India had the greatest rise, jumping from seven per cent, while the US kept a firm grip on the top spot, with 35 per cent of chief executives citing it as the most attractive destination.
Globally, only thirty per cent of CEOs say they are confident about revenue growth over the next 12 months, down from 38 per cent in 2025 and 56 per cent in 2022.
Rising economic uncertainty
The UK’s ranking retention comes despite a sharp rise in economic uncertainty, with a quarter of UK chief executives anticipating the domestic economy to slide over the next twelve months, compared to just 13 per cent in 2025.
But, the increase in competition has also led the UK to strengthen its global standing through trade agreements.
This includes the landmark UK-India Free Trade Agreement which was signed in July and aimed to boost trade through cutting tariffs on goods such as whisky and cars, and the UK-US economic partnership, which placed tariff relief on UK steel. That arrangement is now in question following Trump’s latest tariff salvo.
Marco Amitrano, senior partner of Pwc UK, said: Being the world’s second-most important investment destination for a second-year running should not be underestimated.

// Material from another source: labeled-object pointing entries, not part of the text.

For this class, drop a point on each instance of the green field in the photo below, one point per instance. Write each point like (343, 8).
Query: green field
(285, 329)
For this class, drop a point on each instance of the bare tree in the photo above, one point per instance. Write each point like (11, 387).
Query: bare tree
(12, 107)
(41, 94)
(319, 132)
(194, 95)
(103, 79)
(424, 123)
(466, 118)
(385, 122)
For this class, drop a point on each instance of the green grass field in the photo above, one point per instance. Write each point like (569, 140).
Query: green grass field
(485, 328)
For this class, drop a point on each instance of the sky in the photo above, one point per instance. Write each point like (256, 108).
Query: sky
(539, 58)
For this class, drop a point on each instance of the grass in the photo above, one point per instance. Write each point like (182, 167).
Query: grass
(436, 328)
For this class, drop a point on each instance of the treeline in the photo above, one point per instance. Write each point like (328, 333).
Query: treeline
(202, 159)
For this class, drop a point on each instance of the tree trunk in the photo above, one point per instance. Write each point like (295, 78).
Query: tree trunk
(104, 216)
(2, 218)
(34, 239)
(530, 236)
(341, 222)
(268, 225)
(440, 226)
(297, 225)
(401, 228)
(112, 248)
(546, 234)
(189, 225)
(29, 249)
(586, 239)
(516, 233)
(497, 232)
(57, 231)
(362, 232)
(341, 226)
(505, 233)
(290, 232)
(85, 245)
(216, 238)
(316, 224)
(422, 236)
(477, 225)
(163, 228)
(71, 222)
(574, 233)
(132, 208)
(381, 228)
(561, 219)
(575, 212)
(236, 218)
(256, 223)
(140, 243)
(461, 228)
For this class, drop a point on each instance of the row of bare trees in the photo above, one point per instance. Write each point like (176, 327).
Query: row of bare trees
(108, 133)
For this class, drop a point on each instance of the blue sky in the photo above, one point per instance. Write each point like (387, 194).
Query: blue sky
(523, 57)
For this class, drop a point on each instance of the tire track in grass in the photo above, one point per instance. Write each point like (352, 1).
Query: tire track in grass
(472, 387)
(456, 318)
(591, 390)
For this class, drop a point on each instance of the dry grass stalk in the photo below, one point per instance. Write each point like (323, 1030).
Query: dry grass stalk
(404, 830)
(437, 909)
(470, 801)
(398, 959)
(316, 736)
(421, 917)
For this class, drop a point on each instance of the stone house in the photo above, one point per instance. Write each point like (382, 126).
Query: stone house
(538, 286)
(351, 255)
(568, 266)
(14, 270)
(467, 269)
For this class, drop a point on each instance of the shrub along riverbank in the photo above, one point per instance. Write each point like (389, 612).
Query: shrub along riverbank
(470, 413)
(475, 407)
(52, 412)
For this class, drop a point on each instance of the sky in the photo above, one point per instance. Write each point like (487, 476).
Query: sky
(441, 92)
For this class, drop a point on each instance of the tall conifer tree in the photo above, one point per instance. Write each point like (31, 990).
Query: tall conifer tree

“It demonstrates that the UK still looks stable in a turbulent world. But in now sharing that position it’s also a wake-up call- other countries are gaining ground.
As a leading nation, this now points to the need to step up our game, with government and business working together.”
Amitrano added that action needs to be taken to “support growth sectors”, with falling inflation able to “help lay the groundwork for this”.
AI investment outpaces impact
UK businesses are also opting to increase their technology, AI and data investment, with over 80 per cent citing it as a top priority, up from 60 per cent last year.
Despite the commitment to increasing investment, returns remain limited, with just 21 per cent reporting revenue growth from AI in the last 12 months.
Other countries have reported greater revenue gains, with 29 per cent doing so, but admitted incurring higher costs from AI than the UK.
This could reflect the the large amounts of capital global bosses are ploughing into growing their tech capabilities, with 40 per cent deeming AI investment needed to meet their goals.
Low revenue growth confidence
Meanwhile, confidence in revenue growth has hit a five year low, with only 38 per cent expressing high confidence.
But bosses were more confident in long term growth, with 51 per cent predicting their revenue to jump in the next three years.
UK bosses blamed their lack of confidence in short term growth to “bureaucracy and cumbersome structures” which slow innovation and business performance.
This comes as only two fifths anticipate M&A activity in the next 12 months.
Amitrano added: “The speed of tech change is exposing excessive bureaucracy and overly rigid structures, things that can hamper transformation at pace.
Those sources of friction are reasons preventing businesses getting important early returns on their investment in AI, slowing down its effectiveness.”